‘Och me!’ cried Ailie, and let go of Polly at once. Granny must have her medicine, even though it meant that Ailie would never hold Polly in her arms again.

Fortunately the bottle was not broken. And by the time Ailie had picked it up, one of the ladies, the taller one, who later proved to be Grandmother King, had stepped forward and taken Polly Perkins out of the hands of Anne Marie and of her little granddaughter, Patty King.

‘Let me see the doll, children,’ said Grandmother quietly. ‘I can tell in a moment, Patty, whether it is your Polly Perkins or not, for I made her, you know.’

Of course it was Patty’s Polly Perkins. It took only a glance to tell Grandmother so. But once that point was settled, Grandmother looked at the three little girls standing before her and scarcely knew what to do or say next.
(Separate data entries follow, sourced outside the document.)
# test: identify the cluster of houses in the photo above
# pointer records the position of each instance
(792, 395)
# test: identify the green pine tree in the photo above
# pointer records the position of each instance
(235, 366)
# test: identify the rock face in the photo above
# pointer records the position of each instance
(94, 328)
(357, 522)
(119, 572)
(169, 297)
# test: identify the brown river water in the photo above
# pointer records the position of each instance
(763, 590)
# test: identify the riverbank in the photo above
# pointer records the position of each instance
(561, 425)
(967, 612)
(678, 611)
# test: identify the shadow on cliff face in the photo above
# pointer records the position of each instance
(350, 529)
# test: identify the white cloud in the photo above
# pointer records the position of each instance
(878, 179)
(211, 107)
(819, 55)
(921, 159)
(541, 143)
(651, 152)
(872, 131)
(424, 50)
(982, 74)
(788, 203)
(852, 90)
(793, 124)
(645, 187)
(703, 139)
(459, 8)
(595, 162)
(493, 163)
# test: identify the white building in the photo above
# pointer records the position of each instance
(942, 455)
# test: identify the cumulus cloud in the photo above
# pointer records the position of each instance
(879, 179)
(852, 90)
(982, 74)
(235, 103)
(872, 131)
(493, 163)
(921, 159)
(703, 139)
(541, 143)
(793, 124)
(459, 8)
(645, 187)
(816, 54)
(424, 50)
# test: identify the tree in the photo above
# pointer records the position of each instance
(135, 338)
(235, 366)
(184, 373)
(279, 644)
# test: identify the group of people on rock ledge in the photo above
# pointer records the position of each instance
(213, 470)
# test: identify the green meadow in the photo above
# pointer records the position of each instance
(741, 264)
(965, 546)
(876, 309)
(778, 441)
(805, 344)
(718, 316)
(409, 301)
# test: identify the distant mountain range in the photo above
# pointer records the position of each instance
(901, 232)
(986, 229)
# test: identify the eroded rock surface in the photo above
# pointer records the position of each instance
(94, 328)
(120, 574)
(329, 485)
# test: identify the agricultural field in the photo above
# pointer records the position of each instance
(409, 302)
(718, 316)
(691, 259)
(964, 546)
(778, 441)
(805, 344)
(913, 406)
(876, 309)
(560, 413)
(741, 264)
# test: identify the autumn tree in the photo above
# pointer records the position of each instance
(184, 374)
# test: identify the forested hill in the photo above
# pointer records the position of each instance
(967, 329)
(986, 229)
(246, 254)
For each little girl wanted Polly Perkins, oh! so badly. You could tell it only to look at them, though no one said a word.
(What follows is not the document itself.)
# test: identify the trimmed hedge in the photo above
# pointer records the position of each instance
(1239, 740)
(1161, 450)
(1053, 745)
Patty’s arms were stretched out toward Polly, and there was a look of surprise on her face as if she couldn’t understand why Grandmother didn’t give her the dolly that had been made expressly for her.
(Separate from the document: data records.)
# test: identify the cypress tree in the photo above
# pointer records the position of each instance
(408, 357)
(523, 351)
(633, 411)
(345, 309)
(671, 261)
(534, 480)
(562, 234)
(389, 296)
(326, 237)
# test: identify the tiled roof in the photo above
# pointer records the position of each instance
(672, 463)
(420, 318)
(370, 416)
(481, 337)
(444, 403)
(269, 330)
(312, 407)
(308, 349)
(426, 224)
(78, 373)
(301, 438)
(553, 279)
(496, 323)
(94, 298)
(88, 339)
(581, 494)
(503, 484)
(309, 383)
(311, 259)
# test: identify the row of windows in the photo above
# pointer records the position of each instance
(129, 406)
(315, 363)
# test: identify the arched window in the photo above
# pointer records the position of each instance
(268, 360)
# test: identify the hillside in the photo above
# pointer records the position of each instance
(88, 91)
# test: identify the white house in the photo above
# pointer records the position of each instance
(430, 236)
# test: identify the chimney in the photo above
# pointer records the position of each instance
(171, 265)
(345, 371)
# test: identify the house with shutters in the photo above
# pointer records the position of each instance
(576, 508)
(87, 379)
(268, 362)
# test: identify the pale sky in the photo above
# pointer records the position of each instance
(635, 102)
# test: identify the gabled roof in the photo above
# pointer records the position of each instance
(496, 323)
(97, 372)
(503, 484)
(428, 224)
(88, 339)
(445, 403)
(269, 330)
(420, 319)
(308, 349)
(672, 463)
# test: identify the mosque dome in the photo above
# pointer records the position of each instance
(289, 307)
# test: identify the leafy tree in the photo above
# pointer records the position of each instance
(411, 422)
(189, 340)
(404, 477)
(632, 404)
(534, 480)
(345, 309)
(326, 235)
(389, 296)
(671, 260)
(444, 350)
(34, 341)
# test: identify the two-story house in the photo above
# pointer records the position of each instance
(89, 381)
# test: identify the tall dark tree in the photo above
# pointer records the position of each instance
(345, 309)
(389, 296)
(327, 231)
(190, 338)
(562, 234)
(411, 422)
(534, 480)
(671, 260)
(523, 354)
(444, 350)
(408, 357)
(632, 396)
Anne Marie had clasped her red-mittened hands tightly together, her eyes were big and round, and she looked as if in one moment more she would sit right down on the sidewalk and begin to cry.

While Ailie, clutching her bottle of medicine close, pressed her lips together in a thin little line and winked her blue eyes as fast as ever she could.

‘Not that I’m thinking of crying,’ said Ailie McNabb to herself.

‘Well,’ spoke Grandmother at last, with a smile straight into the eyes of each little girl, ‘well, I have often heard of one mother with three children, but I never before knew of three mothers and only one child.’